Le traité 10, consacré au mois de décembre, raconte le trajet en mer depuis l’île de Milos, dans l’archipel des Cyclades, jusqu’à un lieu inconnu de la côte croate entre Trogir et Šibenik, et le traité 11, consacré au mois de janvier, relate la fin du voyage maritime jusqu’à Venise et le retour à Ulm.
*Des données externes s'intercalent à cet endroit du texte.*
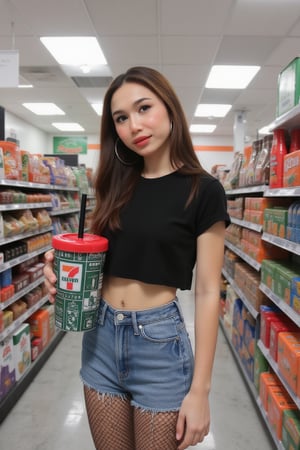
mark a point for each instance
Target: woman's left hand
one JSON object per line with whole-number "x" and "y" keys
{"x": 193, "y": 420}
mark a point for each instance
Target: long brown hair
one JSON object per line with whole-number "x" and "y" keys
{"x": 114, "y": 181}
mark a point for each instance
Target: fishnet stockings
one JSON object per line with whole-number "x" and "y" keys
{"x": 116, "y": 425}
{"x": 155, "y": 431}
{"x": 111, "y": 421}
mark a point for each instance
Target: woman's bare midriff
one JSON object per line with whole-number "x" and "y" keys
{"x": 122, "y": 293}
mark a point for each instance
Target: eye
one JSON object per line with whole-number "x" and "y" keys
{"x": 120, "y": 119}
{"x": 144, "y": 108}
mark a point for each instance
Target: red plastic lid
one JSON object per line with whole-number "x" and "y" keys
{"x": 70, "y": 242}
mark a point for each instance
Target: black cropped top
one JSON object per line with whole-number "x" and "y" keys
{"x": 157, "y": 241}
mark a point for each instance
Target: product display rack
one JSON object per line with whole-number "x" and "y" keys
{"x": 288, "y": 121}
{"x": 21, "y": 385}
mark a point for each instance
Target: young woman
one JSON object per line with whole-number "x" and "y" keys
{"x": 163, "y": 215}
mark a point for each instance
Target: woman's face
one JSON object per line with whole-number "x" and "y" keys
{"x": 141, "y": 119}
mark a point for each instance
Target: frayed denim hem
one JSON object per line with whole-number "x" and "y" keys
{"x": 105, "y": 395}
{"x": 153, "y": 410}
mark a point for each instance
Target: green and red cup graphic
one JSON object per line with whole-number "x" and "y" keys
{"x": 78, "y": 265}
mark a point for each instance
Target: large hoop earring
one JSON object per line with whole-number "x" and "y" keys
{"x": 122, "y": 161}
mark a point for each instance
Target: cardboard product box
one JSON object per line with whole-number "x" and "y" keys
{"x": 291, "y": 429}
{"x": 291, "y": 169}
{"x": 288, "y": 87}
{"x": 278, "y": 402}
{"x": 289, "y": 359}
{"x": 276, "y": 328}
{"x": 267, "y": 380}
{"x": 51, "y": 311}
{"x": 267, "y": 317}
{"x": 39, "y": 325}
{"x": 36, "y": 348}
{"x": 261, "y": 365}
{"x": 7, "y": 366}
{"x": 22, "y": 350}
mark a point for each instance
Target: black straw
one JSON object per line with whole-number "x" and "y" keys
{"x": 82, "y": 216}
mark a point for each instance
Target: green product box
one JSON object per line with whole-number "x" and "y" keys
{"x": 283, "y": 283}
{"x": 288, "y": 87}
{"x": 268, "y": 273}
{"x": 280, "y": 220}
{"x": 260, "y": 365}
{"x": 291, "y": 429}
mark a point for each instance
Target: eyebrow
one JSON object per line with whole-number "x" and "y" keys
{"x": 137, "y": 102}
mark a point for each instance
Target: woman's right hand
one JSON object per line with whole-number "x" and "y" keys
{"x": 50, "y": 278}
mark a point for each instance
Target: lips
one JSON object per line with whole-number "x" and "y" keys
{"x": 142, "y": 140}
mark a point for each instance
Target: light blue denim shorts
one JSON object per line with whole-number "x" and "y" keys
{"x": 145, "y": 356}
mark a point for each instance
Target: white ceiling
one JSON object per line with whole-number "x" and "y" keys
{"x": 181, "y": 38}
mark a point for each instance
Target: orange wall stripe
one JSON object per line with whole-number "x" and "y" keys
{"x": 213, "y": 148}
{"x": 93, "y": 146}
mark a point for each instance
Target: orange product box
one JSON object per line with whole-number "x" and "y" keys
{"x": 289, "y": 359}
{"x": 276, "y": 328}
{"x": 267, "y": 379}
{"x": 39, "y": 325}
{"x": 278, "y": 402}
{"x": 267, "y": 317}
{"x": 291, "y": 169}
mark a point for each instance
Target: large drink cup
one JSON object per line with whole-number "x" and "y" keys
{"x": 78, "y": 265}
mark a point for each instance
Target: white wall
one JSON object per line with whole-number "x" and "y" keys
{"x": 37, "y": 141}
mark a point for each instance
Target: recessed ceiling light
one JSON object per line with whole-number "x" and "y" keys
{"x": 197, "y": 128}
{"x": 64, "y": 126}
{"x": 98, "y": 107}
{"x": 231, "y": 77}
{"x": 44, "y": 109}
{"x": 75, "y": 51}
{"x": 212, "y": 110}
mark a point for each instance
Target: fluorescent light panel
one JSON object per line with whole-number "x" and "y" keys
{"x": 198, "y": 128}
{"x": 75, "y": 51}
{"x": 231, "y": 77}
{"x": 71, "y": 126}
{"x": 44, "y": 109}
{"x": 212, "y": 110}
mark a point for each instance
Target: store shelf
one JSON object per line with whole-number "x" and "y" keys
{"x": 246, "y": 224}
{"x": 20, "y": 206}
{"x": 293, "y": 315}
{"x": 283, "y": 243}
{"x": 28, "y": 184}
{"x": 22, "y": 258}
{"x": 241, "y": 295}
{"x": 19, "y": 237}
{"x": 252, "y": 262}
{"x": 252, "y": 390}
{"x": 288, "y": 121}
{"x": 18, "y": 322}
{"x": 247, "y": 190}
{"x": 60, "y": 212}
{"x": 20, "y": 387}
{"x": 274, "y": 366}
{"x": 21, "y": 293}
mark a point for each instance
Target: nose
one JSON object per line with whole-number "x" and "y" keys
{"x": 135, "y": 124}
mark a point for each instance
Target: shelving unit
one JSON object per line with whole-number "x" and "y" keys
{"x": 288, "y": 121}
{"x": 16, "y": 391}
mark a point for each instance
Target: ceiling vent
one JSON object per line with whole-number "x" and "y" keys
{"x": 92, "y": 82}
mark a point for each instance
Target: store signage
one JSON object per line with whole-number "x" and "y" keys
{"x": 9, "y": 68}
{"x": 70, "y": 145}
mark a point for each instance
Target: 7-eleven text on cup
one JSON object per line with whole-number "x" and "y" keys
{"x": 70, "y": 276}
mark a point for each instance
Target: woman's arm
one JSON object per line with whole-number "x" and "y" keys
{"x": 194, "y": 416}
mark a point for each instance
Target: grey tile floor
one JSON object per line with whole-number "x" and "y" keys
{"x": 50, "y": 415}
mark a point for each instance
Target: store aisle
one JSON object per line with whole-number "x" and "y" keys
{"x": 50, "y": 415}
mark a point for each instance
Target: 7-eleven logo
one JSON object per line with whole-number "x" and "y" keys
{"x": 70, "y": 277}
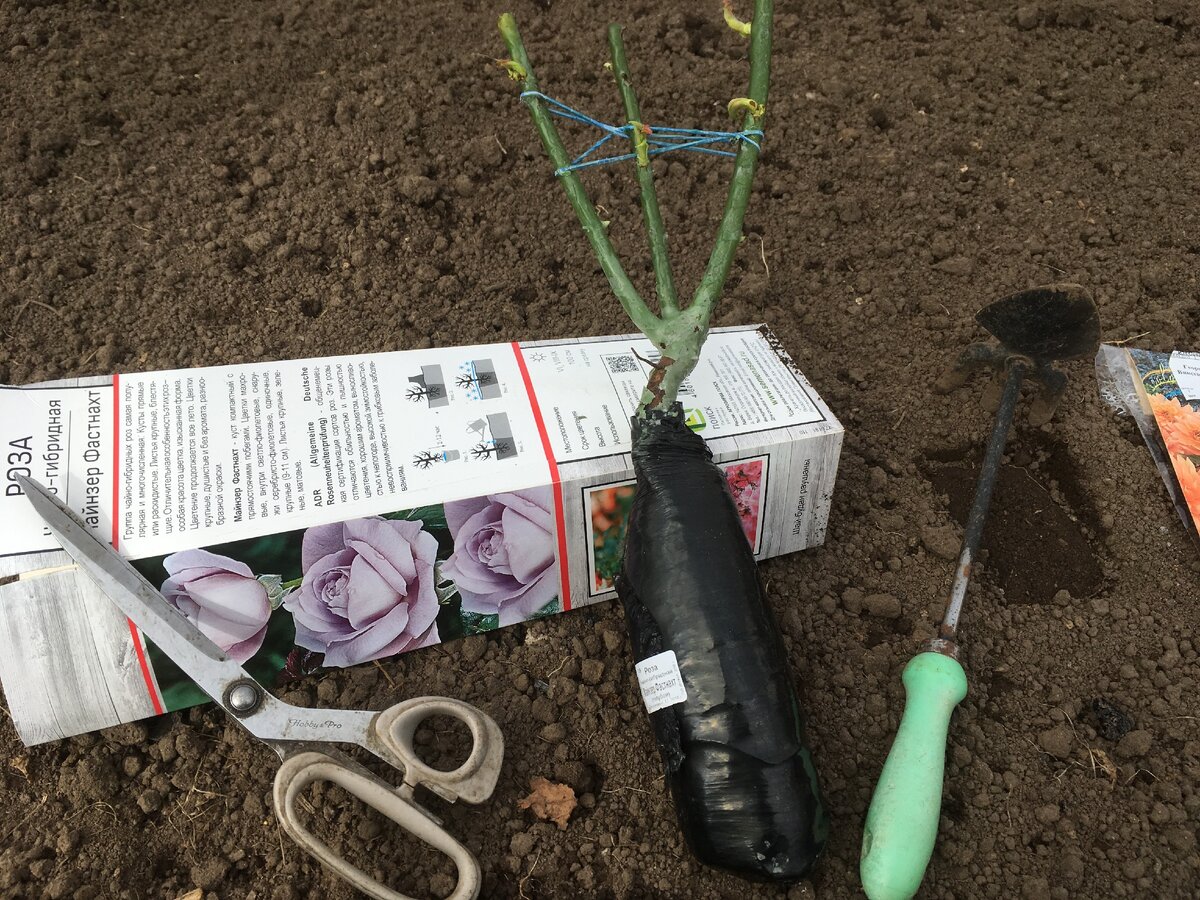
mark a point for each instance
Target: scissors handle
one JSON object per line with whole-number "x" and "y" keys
{"x": 303, "y": 768}
{"x": 393, "y": 731}
{"x": 475, "y": 779}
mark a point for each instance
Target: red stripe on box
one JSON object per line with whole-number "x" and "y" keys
{"x": 117, "y": 454}
{"x": 143, "y": 663}
{"x": 559, "y": 519}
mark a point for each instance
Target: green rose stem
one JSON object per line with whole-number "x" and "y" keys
{"x": 669, "y": 303}
{"x": 678, "y": 334}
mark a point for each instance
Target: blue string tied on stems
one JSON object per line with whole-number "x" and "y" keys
{"x": 659, "y": 138}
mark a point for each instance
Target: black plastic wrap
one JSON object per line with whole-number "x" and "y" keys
{"x": 736, "y": 757}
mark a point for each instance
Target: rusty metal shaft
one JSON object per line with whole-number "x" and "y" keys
{"x": 973, "y": 532}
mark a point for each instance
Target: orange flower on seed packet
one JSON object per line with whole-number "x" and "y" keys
{"x": 1189, "y": 483}
{"x": 1179, "y": 424}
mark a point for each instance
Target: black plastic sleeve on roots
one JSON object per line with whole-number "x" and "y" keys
{"x": 736, "y": 757}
D’aucuns pourraient penser que la fin de l’Evagatorium présente moins d’intérêt que les parties précédentes. C’est pourtant loin d’être le cas, et d’ailleurs chacune des trois grandes parties de ce qui constitue ce dernier volume a attiré l’attention d’au moins un chercheur : le trajet le long de la côte adriatique a été étudié par Stjepan Krasić2, la description de Venise a été très tôt traduite par Domenico Zasso3 et le retour à Ulm par les Alpes a donné lieu à une traduction en allemand de Joseph Garber4, puis à un commentaire et une traduction partielle en italien de Giulio Orazio Bravi5.
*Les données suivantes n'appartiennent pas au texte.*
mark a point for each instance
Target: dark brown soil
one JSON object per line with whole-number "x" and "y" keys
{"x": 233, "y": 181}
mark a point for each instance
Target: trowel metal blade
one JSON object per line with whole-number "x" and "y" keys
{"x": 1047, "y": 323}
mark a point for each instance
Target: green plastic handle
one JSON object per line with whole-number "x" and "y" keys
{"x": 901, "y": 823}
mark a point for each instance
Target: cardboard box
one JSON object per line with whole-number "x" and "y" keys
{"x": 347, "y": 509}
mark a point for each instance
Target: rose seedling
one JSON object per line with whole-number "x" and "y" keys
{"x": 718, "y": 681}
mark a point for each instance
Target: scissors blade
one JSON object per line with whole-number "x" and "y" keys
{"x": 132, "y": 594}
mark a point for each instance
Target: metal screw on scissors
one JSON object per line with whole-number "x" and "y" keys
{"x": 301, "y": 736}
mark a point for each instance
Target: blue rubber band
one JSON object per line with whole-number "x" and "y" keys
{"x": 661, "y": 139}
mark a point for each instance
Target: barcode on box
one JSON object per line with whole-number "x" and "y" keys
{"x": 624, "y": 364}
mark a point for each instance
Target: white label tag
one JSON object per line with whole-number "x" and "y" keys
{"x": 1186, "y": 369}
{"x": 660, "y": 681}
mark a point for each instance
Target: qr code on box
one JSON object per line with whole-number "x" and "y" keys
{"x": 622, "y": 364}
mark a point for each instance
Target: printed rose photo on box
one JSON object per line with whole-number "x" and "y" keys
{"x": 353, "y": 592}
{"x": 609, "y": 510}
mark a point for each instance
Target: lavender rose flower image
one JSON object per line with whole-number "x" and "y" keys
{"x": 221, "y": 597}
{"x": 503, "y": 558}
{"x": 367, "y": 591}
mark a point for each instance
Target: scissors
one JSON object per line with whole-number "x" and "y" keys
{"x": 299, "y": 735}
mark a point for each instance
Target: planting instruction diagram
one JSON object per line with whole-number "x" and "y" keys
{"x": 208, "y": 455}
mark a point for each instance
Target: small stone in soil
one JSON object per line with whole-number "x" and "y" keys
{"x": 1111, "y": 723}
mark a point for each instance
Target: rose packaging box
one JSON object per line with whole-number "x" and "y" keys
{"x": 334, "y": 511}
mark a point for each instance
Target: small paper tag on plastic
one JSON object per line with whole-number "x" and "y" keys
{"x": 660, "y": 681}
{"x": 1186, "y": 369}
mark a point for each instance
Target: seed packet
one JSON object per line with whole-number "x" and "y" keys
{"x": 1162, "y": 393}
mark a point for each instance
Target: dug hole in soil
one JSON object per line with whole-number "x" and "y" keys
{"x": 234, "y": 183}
8Comme à son habitude, frère Félix observe et rapporte tout ce qu’il voit avec ce luxe de détails, d’anecdotes et d’érudition qui caractérise sa plume si prolixe. On trouvera donc ici, entre autres choses, une description de la ville de Modon (Méthone) et de ses régions limitrophes, de la Sicile ou Trinacie (fo 189 b-191 a), de Corfou (fo 194 a-b), de Parenzo (fo 204 b-206 a), de Padoue (fo 208 a-209 b) et, bien entendu, de la ville « si célèbre et si florissante » de Venise, à laquelle frère Félix consacre un long développement, qui est le véritable morceau de bravoure de ce volume (fo 211 a-221 a). Il y décrit dans un éloge émerveillé son régime politique, l’incroyable multitude de ses églises, de ses reliques et de ses trésors, l’abondance qu’on y trouve « de tout ce qui se rapporte à la vie des hommes », la richesse de son commerce, l’éclat de ses cérémonies, dont les célèbres « épousailles de la mer », la sagesse de ses consuls, ses innombrables assemblées et chapitres.
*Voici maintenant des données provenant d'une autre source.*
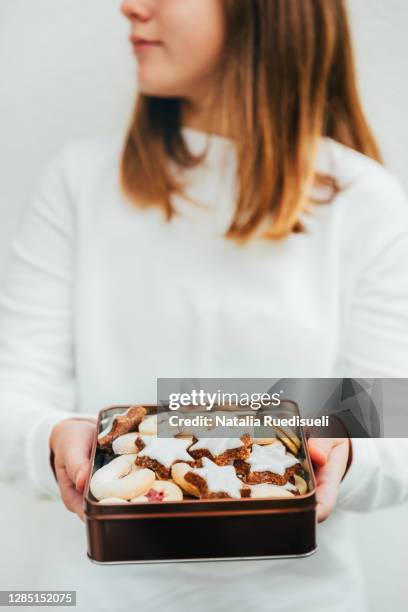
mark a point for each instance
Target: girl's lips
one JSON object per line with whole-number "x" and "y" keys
{"x": 140, "y": 44}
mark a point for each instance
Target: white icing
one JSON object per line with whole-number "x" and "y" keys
{"x": 108, "y": 428}
{"x": 220, "y": 479}
{"x": 167, "y": 450}
{"x": 270, "y": 458}
{"x": 217, "y": 446}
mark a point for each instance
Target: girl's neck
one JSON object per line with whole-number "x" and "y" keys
{"x": 199, "y": 117}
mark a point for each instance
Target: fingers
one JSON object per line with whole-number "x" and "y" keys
{"x": 319, "y": 449}
{"x": 73, "y": 500}
{"x": 72, "y": 444}
{"x": 328, "y": 478}
{"x": 76, "y": 456}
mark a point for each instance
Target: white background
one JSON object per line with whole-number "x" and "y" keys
{"x": 66, "y": 69}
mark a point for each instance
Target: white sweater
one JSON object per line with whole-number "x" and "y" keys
{"x": 102, "y": 298}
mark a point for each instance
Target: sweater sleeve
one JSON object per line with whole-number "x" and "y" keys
{"x": 376, "y": 345}
{"x": 37, "y": 374}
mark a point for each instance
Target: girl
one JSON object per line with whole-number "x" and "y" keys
{"x": 244, "y": 227}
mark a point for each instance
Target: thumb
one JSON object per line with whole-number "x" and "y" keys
{"x": 77, "y": 461}
{"x": 319, "y": 449}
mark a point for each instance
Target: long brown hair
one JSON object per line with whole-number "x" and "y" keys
{"x": 288, "y": 79}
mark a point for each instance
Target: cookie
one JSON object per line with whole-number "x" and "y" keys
{"x": 221, "y": 450}
{"x": 215, "y": 481}
{"x": 121, "y": 424}
{"x": 268, "y": 464}
{"x": 159, "y": 454}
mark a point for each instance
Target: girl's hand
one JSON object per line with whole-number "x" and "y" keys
{"x": 71, "y": 442}
{"x": 331, "y": 458}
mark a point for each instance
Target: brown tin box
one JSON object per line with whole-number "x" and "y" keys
{"x": 200, "y": 530}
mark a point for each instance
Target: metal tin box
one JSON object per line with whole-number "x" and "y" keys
{"x": 199, "y": 530}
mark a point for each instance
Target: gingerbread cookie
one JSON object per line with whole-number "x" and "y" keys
{"x": 216, "y": 482}
{"x": 121, "y": 424}
{"x": 159, "y": 454}
{"x": 221, "y": 450}
{"x": 268, "y": 464}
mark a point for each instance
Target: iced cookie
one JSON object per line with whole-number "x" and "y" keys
{"x": 214, "y": 481}
{"x": 268, "y": 464}
{"x": 160, "y": 491}
{"x": 159, "y": 454}
{"x": 221, "y": 450}
{"x": 289, "y": 439}
{"x": 265, "y": 491}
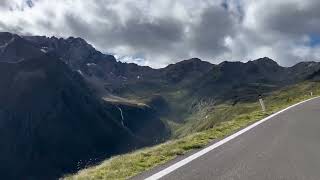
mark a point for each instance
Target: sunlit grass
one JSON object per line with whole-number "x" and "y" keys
{"x": 222, "y": 121}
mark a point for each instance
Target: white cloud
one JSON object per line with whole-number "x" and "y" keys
{"x": 166, "y": 31}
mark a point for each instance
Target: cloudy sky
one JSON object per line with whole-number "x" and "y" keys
{"x": 159, "y": 32}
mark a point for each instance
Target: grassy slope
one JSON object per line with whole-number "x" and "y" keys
{"x": 220, "y": 122}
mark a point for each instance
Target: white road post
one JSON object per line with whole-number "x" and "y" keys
{"x": 262, "y": 104}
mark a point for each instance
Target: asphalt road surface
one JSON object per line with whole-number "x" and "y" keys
{"x": 285, "y": 147}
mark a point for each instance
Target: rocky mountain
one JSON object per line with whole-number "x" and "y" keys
{"x": 52, "y": 123}
{"x": 64, "y": 104}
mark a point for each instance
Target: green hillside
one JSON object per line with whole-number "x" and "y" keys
{"x": 208, "y": 122}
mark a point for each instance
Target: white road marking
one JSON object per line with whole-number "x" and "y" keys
{"x": 217, "y": 144}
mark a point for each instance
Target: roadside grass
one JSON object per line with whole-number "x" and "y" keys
{"x": 223, "y": 121}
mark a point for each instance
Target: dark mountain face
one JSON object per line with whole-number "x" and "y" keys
{"x": 13, "y": 48}
{"x": 53, "y": 118}
{"x": 50, "y": 121}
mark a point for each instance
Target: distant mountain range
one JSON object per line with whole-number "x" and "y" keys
{"x": 64, "y": 104}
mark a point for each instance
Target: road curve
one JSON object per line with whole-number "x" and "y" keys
{"x": 285, "y": 147}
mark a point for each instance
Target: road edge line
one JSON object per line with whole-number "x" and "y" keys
{"x": 204, "y": 151}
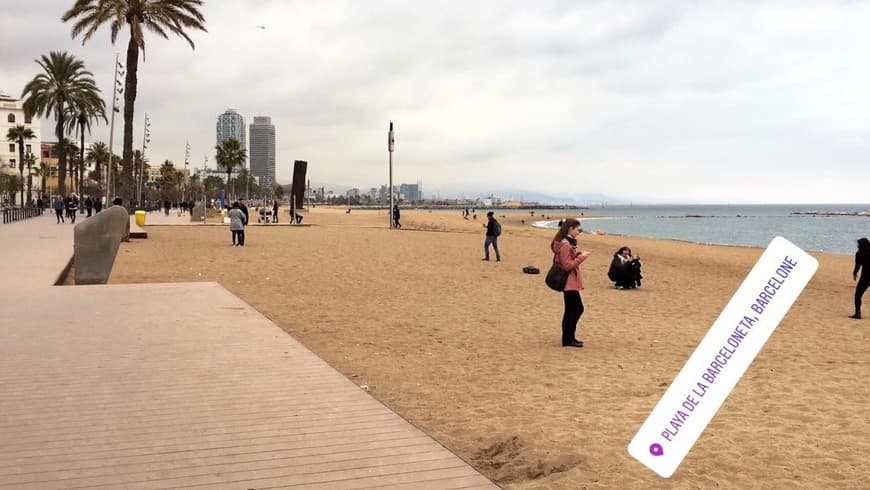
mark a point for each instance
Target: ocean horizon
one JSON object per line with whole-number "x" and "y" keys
{"x": 753, "y": 225}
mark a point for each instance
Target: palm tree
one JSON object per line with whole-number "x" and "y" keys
{"x": 159, "y": 16}
{"x": 18, "y": 134}
{"x": 81, "y": 121}
{"x": 72, "y": 154}
{"x": 30, "y": 160}
{"x": 65, "y": 86}
{"x": 98, "y": 155}
{"x": 44, "y": 172}
{"x": 230, "y": 155}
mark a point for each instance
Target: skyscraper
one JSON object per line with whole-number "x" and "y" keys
{"x": 231, "y": 124}
{"x": 263, "y": 151}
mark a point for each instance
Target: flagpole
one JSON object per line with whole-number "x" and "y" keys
{"x": 391, "y": 144}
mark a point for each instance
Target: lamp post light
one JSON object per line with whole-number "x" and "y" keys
{"x": 204, "y": 173}
{"x": 117, "y": 90}
{"x": 184, "y": 174}
{"x": 391, "y": 145}
{"x": 146, "y": 138}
Élisabeth Crouzet-Pavan a montré comment Venise n’a d’abord été dans les récits qu’un simple rivage d’où l’on embarquait pour la Ville sainte avant de devenir petit à petit un lieu de pèlerinage secondaire et un espace glorifié par les voyageurs curieux6, et c’est sans doute chez Fabri que l’on mesure le mieux l’évolution dans la diffusion de l’image de la ville et dans la fascination grandissante des pèlerins face à elle. Chez lui, comme l’a noté Nicole Chareyron, la fascination est telle que l’étude de Venise remplit la plus grande partie du onzième traité et donne lieu à « une organisation littéraire7 », que l’on ne trouve par exemple ni chez Ogier d’Anglure (1395), ni chez Santo Brasca (1480), ni chez Pierre Barbatre (1480).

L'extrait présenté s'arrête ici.